Pemilik sapaan akrab BHS ini menilai rencana Presiden Prabowo tersebut, sejalan dengan upaya pemerataan pembangunan dan pertumbuhan ekonomi ke berbagai wilayah Indonesia, terutama di luar Pulau Jawa.

Menurut BHS, pembangunan jaringan kereta api sebenarnya sudah dimulai sejak masa pemerintahan kolonial Belanda. Saat itu, pengembangannya difokuskan di empat pulau besar, yakni Jawa, Sumatera, Kalimantan, dan Sulawesi, dengan total panjang rel mencapai sekitar 7.300 kilometer.

“Sebagai contoh, di Pulau Sumatera telah dibangun sekitar 2.200 kilometer jalur rel yang digunakan untuk transportasi publik dan logistik massal. Konsep tersebut sebenarnya sudah mengarah pada sistem kereta Trans Sumatera,” jelasnya.

BHS berharap pemerintah, khususnya Kementerian Perhubungan, dapat melanjutkan kembali pembangunan sistem rel konvensional di luar Jawa sebagai salah satu prioritas nasional.

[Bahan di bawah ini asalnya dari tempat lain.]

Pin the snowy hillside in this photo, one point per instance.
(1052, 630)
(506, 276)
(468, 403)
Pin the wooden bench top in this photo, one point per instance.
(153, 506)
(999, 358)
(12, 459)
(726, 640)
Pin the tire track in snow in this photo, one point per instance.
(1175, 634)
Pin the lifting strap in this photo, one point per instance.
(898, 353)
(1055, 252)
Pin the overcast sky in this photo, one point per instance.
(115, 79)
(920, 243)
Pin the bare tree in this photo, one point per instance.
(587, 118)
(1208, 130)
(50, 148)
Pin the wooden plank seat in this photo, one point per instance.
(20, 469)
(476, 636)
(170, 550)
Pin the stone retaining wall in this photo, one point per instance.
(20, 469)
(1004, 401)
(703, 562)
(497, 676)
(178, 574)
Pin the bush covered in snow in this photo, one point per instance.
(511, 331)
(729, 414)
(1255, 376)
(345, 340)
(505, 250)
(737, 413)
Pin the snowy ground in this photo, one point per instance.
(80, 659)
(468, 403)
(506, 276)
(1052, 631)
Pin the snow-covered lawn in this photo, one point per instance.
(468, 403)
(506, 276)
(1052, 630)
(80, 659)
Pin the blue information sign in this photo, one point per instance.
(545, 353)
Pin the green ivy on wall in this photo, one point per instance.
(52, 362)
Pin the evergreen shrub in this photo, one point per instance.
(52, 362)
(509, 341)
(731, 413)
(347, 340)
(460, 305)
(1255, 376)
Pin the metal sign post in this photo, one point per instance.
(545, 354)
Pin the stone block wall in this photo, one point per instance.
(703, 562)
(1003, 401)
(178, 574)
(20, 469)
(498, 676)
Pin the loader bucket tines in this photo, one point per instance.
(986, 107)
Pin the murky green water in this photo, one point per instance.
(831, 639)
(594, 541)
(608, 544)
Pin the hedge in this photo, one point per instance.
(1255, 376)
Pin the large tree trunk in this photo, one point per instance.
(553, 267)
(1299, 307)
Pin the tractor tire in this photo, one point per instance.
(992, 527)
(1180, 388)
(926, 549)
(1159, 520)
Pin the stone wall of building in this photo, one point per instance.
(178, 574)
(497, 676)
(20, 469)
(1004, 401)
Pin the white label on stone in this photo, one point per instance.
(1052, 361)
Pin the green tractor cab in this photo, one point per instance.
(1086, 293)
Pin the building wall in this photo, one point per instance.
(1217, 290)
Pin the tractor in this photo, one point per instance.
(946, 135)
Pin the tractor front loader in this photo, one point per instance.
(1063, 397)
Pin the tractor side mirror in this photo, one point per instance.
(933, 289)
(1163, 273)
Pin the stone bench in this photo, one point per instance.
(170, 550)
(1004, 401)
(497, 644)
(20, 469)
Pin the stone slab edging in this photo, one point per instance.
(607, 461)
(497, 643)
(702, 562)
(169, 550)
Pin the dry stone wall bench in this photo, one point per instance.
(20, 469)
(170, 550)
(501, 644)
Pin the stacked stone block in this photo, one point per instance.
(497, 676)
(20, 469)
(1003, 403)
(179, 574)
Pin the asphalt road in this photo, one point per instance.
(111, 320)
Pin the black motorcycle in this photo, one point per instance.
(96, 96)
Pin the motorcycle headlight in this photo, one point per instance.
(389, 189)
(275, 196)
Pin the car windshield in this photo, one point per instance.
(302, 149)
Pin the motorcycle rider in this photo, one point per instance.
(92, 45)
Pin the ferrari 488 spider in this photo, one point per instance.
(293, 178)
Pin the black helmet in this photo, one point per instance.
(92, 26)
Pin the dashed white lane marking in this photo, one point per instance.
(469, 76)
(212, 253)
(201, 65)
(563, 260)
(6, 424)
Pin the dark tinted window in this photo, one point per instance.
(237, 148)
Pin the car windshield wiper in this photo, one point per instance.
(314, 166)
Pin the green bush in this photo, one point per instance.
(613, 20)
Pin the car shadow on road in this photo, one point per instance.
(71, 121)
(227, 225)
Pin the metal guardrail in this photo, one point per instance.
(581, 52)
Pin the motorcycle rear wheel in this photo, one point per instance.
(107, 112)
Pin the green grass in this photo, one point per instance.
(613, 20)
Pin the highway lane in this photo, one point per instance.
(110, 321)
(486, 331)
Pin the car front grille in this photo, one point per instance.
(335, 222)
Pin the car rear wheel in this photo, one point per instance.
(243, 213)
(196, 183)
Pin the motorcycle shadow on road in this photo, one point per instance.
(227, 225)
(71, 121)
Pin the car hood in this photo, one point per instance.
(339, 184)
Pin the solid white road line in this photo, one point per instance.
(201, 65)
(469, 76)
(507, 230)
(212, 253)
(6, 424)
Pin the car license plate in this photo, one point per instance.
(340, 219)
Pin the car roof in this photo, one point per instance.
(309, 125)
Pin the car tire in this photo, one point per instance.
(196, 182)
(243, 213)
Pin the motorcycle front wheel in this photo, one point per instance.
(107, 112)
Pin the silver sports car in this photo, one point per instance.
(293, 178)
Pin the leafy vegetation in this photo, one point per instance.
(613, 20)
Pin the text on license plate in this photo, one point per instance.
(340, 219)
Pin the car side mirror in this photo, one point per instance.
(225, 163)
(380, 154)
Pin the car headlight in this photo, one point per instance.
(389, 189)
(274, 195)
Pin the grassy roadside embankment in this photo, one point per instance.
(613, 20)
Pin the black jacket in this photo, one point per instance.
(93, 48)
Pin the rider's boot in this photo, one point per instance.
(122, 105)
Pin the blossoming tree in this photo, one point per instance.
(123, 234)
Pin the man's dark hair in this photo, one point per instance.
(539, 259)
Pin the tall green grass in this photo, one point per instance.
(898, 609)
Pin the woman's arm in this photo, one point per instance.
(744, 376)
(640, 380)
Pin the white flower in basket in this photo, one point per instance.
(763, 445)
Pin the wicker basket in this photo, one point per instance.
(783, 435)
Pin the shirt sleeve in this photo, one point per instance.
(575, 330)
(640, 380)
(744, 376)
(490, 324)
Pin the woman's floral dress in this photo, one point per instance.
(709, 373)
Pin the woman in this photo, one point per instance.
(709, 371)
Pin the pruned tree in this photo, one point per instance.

“Saya berharap pemerintah bisa mempertimbangkan pembangunan rel kereta api konvensional di Sumatera yang belum terealisasi sepanjang sekitar 1.300 kilometer, untuk menyambungkan jalur Trans Sumatera dari Lampung hingga Aceh,” kata BHS di Jakarta, (5/11/2025).

Ia menambahkan, jika biaya pembangunan rel kereta api diperkirakan sekitar Rp40 miliar per kilometer, maka total kebutuhan dana untuk menyelesaikan proyek Trans Sumatera hanya sekitar Rp52 triliun.

“Dengan modal sebesar itu, Indonesia sudah bisa memiliki jaringan kereta api Trans Sumatera yang strategis bagi konektivitas logistik nasional,” tegasnya.

BHS menambahkan, pemerintah juga bisa mengadakan tambahan 100 rangkaian kereta api (Rolling-Stock) seharga sekitar 100 Milyar per rangkaian atau total sekitar 10 triliun rupiah, dimana rangkaian kereta api terdiri dari rangkaian kereta penumpang kapasitas 10 gerbong, termasuk lokomotif.Serta sebagian bisa digunakan untuk kereta barang ( logistik ) dengan rangkaian 30 gerbong kereta barang, beserta lokomotifnya per rangkaian.

"Dengan manfaat itu, sudah bisa dipastikan kereta api konvensional mampu memindahkan jutaan penumpang tiap tahun serta seluruh logistik sumber daya alam (SDA) maupun Agriculture yang jumlahnya miliaran ton logistik per tahunnya dari hasil wilayah Sumatera," ungkapnya.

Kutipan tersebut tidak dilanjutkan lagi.